Aprile 20, 2020

Quello che i leader non hanno capito del coronavirus

L’intervista di Giuseppe Conte a “Il Giornale” di Sallusti viene riassunta dal titolo “Non mollo“. L’intento è chiaro: rendere palese, e così allontanare, lo spettro di un governo di unità nazionale presieduto da una personalità di alto calibro – forse quella di Mario Draghi – diversa dalla sua.

Matteo Salvini, ospite da Massimo Giletti, lamenta la solerzia della magistratura, accusata di averlo convocato per il caso Gregoretti il 4 luglio “alle 9:30 della mattina!” – precisa indignato – davanti al Tribunale dei Ministri di Catania. “Passerò l’estate in Sicilia“, commenta con una nota di amarezza il leghista.

Due esempi estrapolati dalla cronaca di ieri, per non spingerci troppo lontano. E per dire cosa? Per dire di una tendenza che Papa Francesco ha fotografato proprio stamattina con parole sibilline: “I partiti politici cerchino insieme il bene del Paese e non il bene del proprio partito“.

Se vogliamo dirla tutta, a prevalere in questa fase è un’altra dimensione. Non tanto quella della comunità partitica, quanto quella dell’Io. Conte si affanna perché comprende che c’è chi prova a scavargli la fossa politica. Salvini è rimasto all’epoca avanti-Covid, quella in cui l’Italia – chissà perché – era solita interessarsi ai suoi destini personali, piuttosto che a quelli del Paese.

Informare il leader del governo e quello dell’opposizione, qui citati proprio perché rappresentativi del grosso dell’elettorato italiano (precisazione d’obbligo: non sono i soli ad anteporre il proprio ego a quello del Paese), che il mondo è in fase di trasformazione, le priorità sono altre. La salute, l’economia, il lavoro: il “durante” e il “dopo” incubo.

Attenzione, non sputiamo nel piatto in cui mangiamo. Non sono solo i leader nostrani a guardarsi allo specchio e a vederci riflesso il Paese. Si prenda Donald Trump, che il coronavirus lo sta vivendo come uno sgarbo personale, un torto della storia, decisa a presentargli una pandemia nell’anno delle presidenziali. Egocentrismo che deve trovare in qualche modo uno sbocco, una valvola di sfogo.

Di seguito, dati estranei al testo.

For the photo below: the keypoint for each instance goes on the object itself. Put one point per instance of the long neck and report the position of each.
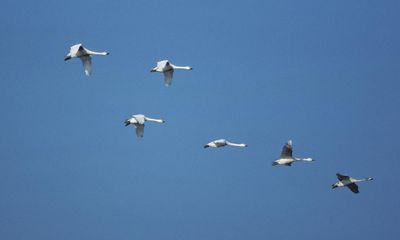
(181, 67)
(236, 144)
(304, 159)
(363, 179)
(154, 120)
(97, 53)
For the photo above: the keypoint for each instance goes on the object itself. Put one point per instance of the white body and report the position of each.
(222, 142)
(287, 158)
(168, 68)
(138, 121)
(347, 181)
(78, 51)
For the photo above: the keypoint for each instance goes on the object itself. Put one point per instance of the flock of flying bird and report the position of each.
(167, 68)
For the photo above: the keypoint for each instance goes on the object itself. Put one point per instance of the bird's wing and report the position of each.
(74, 49)
(139, 130)
(162, 64)
(140, 118)
(341, 177)
(353, 187)
(87, 64)
(287, 150)
(168, 77)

Per non soccombere alla frustrazione, per non rispondere della propria incapacità: il nemico è ieri l’Organizzazione Mondiale della Sanità, oggi la Cina, domani i Democratici. Dopodomani chissà.

A dire il vero c’è chi ha provato a sperimentare un approccio opposto: Boris Johnson. Nel parlare al Regno Unito ha annunciato con pragmatico distacco che “molte famiglie perderanno i loro cari“. Quasi astraendosi dalla realtà, dalla comunità che ha avuto l’onore di governare, BoJo non ha pensato che il virus potesse attecchire dentro i confini del suo mondo. Arrivando sull’orlo di essere lui, il “caro” a rischio.

E’ proprio vero: nessuno si salva da solo, soprattutto in una pandemia. La gente comune lo ha capito, i leader non ancora. Togliete gli specchi dalle stanze del potere.